We are currently five games into a wildly entertaining National League Championship Series and it’s becoming more and more apparent that the narrative coming out of the series isn’t about the play of the two teams on the field, it’s about the battle for the soul of baseball–at least according to my misguided colleagues.
From the time the NLCS teams were decided, it was easy for journalists to start drawing comparisons—albeit lazy ones—between the baseball “cultures” of the two cities. Los Angeles, with its high-priced stars, late-arriving crowd and its connection to—gasp—the glamorous Hollywood lifestyle were cast as baseball interlopers, the mercenaries with no respect for the game. The Cardinals, on the other hand, the models of consistency and a keystone franchise in the National League, were painted with a different brush, one that turned them into a baseball team that dripped with old-fashioned Midwestern values and the real spirit of America—baseball’s answer to “A Prairie Home Companion,” if you will.

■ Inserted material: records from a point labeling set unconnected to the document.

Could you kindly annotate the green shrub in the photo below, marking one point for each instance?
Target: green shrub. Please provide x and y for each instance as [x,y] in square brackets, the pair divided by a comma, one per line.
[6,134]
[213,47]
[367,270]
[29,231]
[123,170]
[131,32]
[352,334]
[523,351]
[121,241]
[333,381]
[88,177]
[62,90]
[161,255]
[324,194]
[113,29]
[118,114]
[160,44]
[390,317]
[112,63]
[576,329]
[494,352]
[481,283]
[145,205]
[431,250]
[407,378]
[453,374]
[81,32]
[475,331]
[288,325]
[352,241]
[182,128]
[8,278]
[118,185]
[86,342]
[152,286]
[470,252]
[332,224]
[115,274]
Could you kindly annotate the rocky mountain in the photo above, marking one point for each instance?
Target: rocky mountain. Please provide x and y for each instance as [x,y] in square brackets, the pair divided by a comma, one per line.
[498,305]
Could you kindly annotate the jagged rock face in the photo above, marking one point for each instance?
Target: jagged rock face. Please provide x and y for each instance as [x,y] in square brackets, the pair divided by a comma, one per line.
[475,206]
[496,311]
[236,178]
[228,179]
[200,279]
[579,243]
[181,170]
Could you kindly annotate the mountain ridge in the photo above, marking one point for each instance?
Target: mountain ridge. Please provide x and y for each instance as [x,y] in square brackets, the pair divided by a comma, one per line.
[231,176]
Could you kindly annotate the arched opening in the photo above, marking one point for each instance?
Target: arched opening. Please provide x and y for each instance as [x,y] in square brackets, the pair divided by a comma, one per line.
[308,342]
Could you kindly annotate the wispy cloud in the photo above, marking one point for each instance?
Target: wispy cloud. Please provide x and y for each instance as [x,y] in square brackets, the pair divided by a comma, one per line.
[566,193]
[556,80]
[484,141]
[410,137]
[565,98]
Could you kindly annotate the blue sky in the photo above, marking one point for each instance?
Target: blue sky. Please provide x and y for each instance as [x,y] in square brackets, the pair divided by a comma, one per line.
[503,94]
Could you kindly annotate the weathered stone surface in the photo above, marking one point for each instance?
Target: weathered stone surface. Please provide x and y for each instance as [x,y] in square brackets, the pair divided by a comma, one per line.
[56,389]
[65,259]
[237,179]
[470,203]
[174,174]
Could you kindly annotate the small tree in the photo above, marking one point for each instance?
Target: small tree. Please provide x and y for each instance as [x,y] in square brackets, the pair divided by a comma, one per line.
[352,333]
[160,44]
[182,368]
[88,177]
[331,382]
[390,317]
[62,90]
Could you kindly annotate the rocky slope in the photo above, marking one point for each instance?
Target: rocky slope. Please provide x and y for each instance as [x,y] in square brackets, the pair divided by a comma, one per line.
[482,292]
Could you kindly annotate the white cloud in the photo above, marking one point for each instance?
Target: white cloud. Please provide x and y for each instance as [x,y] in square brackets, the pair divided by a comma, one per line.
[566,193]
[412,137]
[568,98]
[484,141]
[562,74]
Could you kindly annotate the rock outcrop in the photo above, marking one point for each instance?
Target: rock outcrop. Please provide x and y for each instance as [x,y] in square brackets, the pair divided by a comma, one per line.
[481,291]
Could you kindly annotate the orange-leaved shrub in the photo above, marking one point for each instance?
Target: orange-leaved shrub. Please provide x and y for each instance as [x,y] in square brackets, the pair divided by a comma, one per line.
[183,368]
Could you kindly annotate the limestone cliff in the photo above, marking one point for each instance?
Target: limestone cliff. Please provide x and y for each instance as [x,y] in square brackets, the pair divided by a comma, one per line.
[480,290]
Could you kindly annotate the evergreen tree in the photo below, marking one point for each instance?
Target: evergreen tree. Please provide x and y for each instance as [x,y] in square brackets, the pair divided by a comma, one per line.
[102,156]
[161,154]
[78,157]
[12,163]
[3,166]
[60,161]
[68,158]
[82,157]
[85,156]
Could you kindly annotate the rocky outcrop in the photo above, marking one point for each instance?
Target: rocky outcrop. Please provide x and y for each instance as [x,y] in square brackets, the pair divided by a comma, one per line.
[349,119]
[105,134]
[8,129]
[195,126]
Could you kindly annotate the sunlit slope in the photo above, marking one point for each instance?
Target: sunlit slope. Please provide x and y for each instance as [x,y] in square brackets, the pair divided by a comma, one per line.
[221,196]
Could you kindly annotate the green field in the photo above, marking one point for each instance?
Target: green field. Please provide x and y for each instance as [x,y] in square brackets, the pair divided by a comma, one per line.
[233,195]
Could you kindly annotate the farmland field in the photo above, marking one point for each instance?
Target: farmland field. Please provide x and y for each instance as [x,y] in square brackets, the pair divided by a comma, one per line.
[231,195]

You’d think that once the series got underway, sportswriters would focus on the games, the things that actually matter here. You’d think they’d write about the emergence of Cardinals phenom Michael Wacha as a future ace in the league, or about the way the Dodgers turned their season around after a dreadful start. Instead, we get inundated with article after article about how the Dodgers, with their bat-flips and celebrations, are an affront to the sacred traditions of the game.
On Oct. 18, USA Today columnist Bob Nightengale turned in a piece that—while not distinguishable from the piles of “play the game the right way” missives that have appeared on sports websites throughout the country—is quite straightforward in its assertion that a Cardinals victory would be a victory for baseball.

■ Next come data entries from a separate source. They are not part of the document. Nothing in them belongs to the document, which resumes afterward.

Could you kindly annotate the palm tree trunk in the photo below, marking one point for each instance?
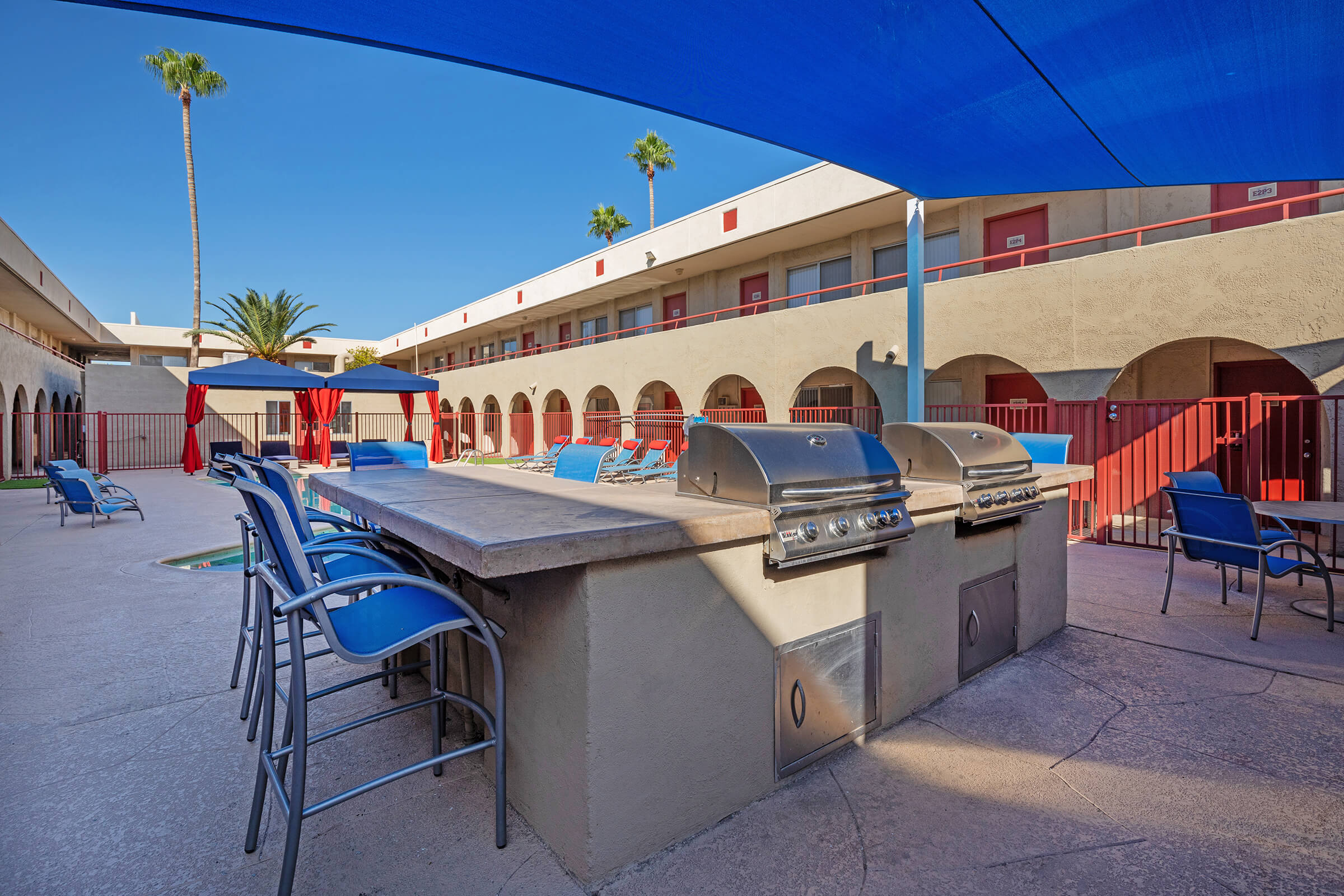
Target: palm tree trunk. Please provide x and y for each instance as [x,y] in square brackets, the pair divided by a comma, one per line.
[194,352]
[651,197]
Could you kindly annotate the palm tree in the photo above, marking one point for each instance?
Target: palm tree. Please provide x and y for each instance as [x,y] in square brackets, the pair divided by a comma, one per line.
[183,74]
[261,325]
[608,222]
[652,153]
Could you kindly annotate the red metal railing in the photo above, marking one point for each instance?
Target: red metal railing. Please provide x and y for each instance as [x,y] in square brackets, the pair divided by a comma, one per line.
[556,423]
[600,425]
[866,418]
[734,414]
[521,435]
[45,348]
[865,287]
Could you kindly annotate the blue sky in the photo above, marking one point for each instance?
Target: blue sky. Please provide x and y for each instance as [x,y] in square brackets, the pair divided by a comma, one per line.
[385,187]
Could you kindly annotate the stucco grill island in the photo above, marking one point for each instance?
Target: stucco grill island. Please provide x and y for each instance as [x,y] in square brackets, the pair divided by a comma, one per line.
[664,669]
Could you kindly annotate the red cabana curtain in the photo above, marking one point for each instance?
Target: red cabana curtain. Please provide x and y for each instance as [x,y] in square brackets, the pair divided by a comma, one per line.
[436,446]
[326,405]
[408,409]
[304,405]
[195,413]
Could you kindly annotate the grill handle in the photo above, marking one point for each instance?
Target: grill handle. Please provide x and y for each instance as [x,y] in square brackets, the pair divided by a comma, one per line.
[839,491]
[1003,469]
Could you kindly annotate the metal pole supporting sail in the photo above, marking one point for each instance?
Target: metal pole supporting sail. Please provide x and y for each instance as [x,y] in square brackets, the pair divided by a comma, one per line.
[914,311]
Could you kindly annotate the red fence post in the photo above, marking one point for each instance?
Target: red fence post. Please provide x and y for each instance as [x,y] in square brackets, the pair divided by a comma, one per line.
[1254,444]
[102,442]
[1101,474]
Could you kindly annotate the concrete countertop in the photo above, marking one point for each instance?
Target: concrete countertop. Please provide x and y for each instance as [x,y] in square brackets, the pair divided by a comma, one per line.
[495,521]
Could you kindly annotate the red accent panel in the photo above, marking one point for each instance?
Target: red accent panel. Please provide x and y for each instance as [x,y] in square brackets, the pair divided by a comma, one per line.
[1238,195]
[1014,231]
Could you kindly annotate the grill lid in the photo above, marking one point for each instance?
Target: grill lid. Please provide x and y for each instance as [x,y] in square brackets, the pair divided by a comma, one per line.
[955,452]
[784,463]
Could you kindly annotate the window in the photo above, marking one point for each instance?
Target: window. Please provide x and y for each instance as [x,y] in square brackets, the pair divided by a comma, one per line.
[593,331]
[940,249]
[277,418]
[808,277]
[642,318]
[344,422]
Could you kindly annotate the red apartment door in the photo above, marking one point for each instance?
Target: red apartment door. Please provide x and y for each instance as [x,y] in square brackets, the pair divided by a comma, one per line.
[1002,389]
[1224,197]
[1291,457]
[674,309]
[756,291]
[1014,233]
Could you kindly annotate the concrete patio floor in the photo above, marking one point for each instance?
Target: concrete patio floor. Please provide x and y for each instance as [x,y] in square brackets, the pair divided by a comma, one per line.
[1131,753]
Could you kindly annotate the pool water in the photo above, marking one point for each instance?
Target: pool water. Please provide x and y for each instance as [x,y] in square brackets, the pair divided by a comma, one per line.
[233,558]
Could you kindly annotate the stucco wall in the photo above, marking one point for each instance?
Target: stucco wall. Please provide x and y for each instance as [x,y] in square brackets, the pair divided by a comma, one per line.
[35,376]
[1074,324]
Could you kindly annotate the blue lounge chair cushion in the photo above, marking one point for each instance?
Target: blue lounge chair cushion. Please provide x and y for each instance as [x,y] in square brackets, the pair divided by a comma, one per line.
[388,618]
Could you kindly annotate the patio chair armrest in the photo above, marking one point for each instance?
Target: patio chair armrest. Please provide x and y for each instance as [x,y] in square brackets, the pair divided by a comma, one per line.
[321,516]
[373,538]
[365,582]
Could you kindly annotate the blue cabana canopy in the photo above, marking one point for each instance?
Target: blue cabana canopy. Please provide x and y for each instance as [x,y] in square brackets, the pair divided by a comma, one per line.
[375,378]
[940,97]
[254,374]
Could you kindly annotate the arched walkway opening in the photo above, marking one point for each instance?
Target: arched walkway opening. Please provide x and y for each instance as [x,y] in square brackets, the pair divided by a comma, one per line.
[733,399]
[521,426]
[491,429]
[659,417]
[837,395]
[557,417]
[601,414]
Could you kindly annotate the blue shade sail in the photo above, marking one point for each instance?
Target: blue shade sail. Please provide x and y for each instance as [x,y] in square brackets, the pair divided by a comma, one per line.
[940,97]
[253,372]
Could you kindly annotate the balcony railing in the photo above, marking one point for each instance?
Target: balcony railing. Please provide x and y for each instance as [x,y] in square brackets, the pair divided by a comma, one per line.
[815,297]
[44,347]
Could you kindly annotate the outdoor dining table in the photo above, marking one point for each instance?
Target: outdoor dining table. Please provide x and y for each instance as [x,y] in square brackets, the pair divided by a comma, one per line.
[1320,512]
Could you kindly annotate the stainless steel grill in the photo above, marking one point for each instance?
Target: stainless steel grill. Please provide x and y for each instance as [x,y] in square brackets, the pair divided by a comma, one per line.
[992,466]
[831,489]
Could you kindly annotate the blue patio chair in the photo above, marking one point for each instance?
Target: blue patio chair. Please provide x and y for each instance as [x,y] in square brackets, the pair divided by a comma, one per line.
[1046,448]
[389,456]
[104,483]
[545,459]
[581,463]
[81,493]
[1207,481]
[1221,528]
[407,612]
[338,566]
[652,459]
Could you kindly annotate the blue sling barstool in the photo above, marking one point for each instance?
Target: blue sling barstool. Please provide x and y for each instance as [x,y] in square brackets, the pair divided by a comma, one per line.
[408,610]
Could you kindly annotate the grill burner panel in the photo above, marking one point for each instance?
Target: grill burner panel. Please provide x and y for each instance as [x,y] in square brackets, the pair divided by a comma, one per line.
[993,469]
[831,489]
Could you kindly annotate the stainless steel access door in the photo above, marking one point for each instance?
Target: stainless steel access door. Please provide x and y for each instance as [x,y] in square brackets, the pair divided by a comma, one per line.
[988,621]
[827,692]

“This isn’t just about flying another pennant in their stadium—their fourth in 10 years—or having the opportunity to win their 12th World Series championship. It’s about the responsibility of upholding tradition,” Nightengale wrote about the Cards. “It’s for old-time baseball. They want to show this generation that, yes, it’s still hip to be square.”
Nightengale’s column is particularly harsh on Dodger’s rookie Yasiel Puig—a once-in-a-generation athletic freak who raised his arms and stood at home plate admiring a long drive to right field only to get on his horse once he realized the ball didn’t leave the yard, galloping around the bases for a standup triple. The same Puig, who had the sheer audacity to argue a called third strike despite the fact he has less than a full year of service time in the majors.

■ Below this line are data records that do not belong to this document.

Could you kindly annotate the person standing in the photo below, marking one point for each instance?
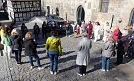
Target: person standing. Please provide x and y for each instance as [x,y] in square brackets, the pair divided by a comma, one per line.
[7,45]
[106,31]
[117,34]
[16,43]
[67,29]
[108,50]
[83,27]
[44,29]
[96,31]
[83,55]
[2,32]
[24,30]
[53,26]
[11,27]
[36,31]
[53,45]
[122,46]
[89,29]
[30,50]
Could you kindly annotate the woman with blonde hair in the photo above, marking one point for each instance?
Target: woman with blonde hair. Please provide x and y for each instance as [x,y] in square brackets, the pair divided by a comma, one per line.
[16,42]
[108,50]
[30,50]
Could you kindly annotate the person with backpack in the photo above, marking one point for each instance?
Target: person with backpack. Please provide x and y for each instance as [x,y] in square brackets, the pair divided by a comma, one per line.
[7,45]
[16,43]
[30,50]
[53,45]
[108,50]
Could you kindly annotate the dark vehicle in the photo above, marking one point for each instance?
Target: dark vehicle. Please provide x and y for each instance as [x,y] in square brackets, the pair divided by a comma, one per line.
[60,23]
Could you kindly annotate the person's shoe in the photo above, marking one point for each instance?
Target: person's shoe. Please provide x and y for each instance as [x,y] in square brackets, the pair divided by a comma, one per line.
[40,68]
[103,70]
[51,72]
[79,74]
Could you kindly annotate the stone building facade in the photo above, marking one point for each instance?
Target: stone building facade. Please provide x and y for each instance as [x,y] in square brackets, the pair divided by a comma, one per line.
[95,10]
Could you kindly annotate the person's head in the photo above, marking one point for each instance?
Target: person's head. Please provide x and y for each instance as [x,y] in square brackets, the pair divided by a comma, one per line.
[29,35]
[110,36]
[54,33]
[107,23]
[97,23]
[5,25]
[53,23]
[116,27]
[15,31]
[84,34]
[90,22]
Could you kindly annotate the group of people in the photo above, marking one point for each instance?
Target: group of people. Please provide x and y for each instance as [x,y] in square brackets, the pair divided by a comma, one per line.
[13,42]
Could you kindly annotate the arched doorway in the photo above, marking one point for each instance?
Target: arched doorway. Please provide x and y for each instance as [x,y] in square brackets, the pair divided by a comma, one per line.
[131,20]
[57,11]
[80,15]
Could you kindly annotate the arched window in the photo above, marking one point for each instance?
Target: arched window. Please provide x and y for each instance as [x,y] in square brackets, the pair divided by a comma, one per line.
[104,6]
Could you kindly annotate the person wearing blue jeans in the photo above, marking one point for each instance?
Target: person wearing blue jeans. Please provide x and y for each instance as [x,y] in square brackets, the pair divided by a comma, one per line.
[36,58]
[53,60]
[105,63]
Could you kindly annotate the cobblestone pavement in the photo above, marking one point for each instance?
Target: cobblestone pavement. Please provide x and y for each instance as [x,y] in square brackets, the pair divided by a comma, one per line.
[4,70]
[67,67]
[10,71]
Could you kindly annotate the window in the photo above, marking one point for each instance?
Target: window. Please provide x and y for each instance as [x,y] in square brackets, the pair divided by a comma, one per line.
[104,6]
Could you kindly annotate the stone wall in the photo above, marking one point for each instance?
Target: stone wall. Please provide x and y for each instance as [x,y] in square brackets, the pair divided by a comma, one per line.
[121,10]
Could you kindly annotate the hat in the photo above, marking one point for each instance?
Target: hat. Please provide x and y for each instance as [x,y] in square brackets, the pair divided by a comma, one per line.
[125,32]
[110,34]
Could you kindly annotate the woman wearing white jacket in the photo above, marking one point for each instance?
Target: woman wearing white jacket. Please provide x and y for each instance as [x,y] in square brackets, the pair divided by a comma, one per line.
[96,31]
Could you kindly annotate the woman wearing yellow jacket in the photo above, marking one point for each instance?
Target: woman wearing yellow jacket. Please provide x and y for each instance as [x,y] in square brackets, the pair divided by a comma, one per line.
[53,45]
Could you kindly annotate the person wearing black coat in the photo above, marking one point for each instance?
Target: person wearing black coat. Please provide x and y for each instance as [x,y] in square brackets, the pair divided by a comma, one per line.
[44,27]
[36,31]
[30,50]
[16,43]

Nightengale is just one on a long list of old fogey baseball writer, scribes who take it upon themselves to be “guardians of the game.” They are writers who fondly look back at the days when the game was “pure” and its players were gods. These are the same writers who admonished Puig earlier in the year after reports about his fondness for the Los Angeles nightlife began to circulate. The same ones who clutch pearls when Adrian Gonzalez hits a home run and motions to the Dodger dugout by holding his hands to his head—a reference to when Cardinals players said the Dodgers played “Mickey Mouse baseball.” These are, by and large, the same writers who venerate old-time players like Mickey Mantle‑a notorious carouser who is almost as celebrated for his on-field accomplishments as his ability to close down bars‑or Babe Ruth, oft-remembered for his legendary “called shot,” a feat that, if attempted by a player like Puig today, would probably give Nightengale and his cronies an acute case of the vapors.
My message to these writers is a simple one; let the game police itself. If Puig’s actions are unacceptable, let his teammates deal with the problem. Better yet, let Adam Wainwright give him a quick “history” lesson with a fastball between the numbers. After all, that’s what Bob Gibson would have done, right?
Baseball isn’t church. It’s not the military, and, important as the game is in my life, it’s certainly not some sort of morality play that represents the American way. It’s a sport, it’s a game, and games are supposed to be fun.
50 years from now, if Puig’s career stays on path, he’ll be remembered fondly—not only for his skill, but also for his quirks, which will somehow become endearing as time marches on. After all, by that time, stuffy sportswriters will undoubtedly have a new target, a new symbol of the decline of old-time baseball.
My guess is it will be those darned robots.